Tomar, The Last Templar stronghold

Panorama: Castle of Tomar with the Convent of Christinside. The citadel with the keep is seen in the centre of the image and the round church (with a bell-tower) is to the right.

The castle of the Knights Templar of Tomar was built by Gualdim Pais, provincial Master of the Order of the Temple, around 1160. Later in that century, the castle was chosen as the headquarters of the order in Portugal. The castle of Tomar was part of the defence system created by the Templars to secure the border of the young Christian Kingdom against the Moors, which at the time (mid-12th century) corresponded approximately to the Tagus river.

The famous round church (rotunda) of the castle of Tomar was also built in the second half of the 12th century. The church, like some other templar churches throughout Europe, was modelled after the Dome of the Rock in Jerusalem, which was believed by the crusaders to be a remnant of the Temple of Solomon.

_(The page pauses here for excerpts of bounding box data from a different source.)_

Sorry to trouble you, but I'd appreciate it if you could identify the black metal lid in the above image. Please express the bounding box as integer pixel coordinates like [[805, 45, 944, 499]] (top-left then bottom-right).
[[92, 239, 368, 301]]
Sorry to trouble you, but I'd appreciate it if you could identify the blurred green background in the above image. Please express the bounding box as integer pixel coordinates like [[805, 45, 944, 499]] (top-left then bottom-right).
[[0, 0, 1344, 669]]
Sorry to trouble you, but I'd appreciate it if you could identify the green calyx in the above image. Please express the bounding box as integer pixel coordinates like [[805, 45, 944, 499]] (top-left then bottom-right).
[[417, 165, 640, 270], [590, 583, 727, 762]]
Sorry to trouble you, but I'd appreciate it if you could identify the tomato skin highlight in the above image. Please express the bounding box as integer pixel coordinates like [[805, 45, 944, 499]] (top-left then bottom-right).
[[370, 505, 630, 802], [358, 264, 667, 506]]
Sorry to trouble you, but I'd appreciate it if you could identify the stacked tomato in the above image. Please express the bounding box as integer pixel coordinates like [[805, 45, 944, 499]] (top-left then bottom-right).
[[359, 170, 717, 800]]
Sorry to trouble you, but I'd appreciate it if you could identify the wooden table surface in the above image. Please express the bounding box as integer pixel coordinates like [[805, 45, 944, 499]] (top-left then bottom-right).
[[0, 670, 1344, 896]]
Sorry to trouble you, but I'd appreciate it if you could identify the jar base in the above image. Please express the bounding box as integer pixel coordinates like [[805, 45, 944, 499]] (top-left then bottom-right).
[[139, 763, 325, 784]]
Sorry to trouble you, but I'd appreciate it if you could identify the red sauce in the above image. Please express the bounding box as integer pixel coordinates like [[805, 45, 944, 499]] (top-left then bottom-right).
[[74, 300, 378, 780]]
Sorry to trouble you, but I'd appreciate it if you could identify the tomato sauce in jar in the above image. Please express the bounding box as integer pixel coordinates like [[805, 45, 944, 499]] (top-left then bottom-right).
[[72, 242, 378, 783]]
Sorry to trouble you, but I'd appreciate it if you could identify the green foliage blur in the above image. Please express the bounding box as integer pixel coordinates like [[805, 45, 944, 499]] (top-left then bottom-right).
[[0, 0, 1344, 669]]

The Church of the Holy Sepulchre of Jerusalem may also have served as model.

According to Christian chroniclers, the castle of Tomar resisted in 1190 the attacks of caliph Abu Yusuf al-Mansur, who had previously taken other Portuguese strongholds to the South. A plaque near the entrance of the castle church remembers the feat.

The Templar order was suppressed throughout most of Europe from 1312–1314, but in Portugal its members, assets, and partly its membership were transmitted to the Order of Christ, created in 1319 byKing Dinis. The Order of Christ moved to Tomar in 1357, which became its headquarters.

One of the most important Grand Masters of the Order was Prince Henry the Navigator, who ruled the Order from 1417 up to his death in 1460. Prince Henry gave great impulse to the pioneering Portuguese expeditions during the Age of Exploration. In the Convent, Prince Henry ordered the construction of various cloisters and other buildings. He also sponsored urban improvements in the town of Tomar itself.

Another important personality related to the Order was King Manuel I, who became Master of the Order in 1484 and King of Portugal in 1492. Under his reign there were several important improvements in the Convent, specially the addition of a new nave to the round church and its inner decoration with paintings and sculptures.

The successor of Manuel I, King John III, demilitarised the order, turning it into a more religious order with a rule based on that of Bernard of Clairvaux. He also ordered the construction of a new cloister in 1557, which is one of the best examples of Renaissance architecture in Portugal.

In 1581, after a succession crisis, the Portuguese Nobility gathered in the Convent of Christ in Tomar and officially recognised Philip II of Spain (Philip I of Portugal) as King. This is the beginning of the Iberian Union (1581–1640), during which the Kingdoms of Portugal and Spain were united. The aqueduct of the Convent was built during the Spanish reign.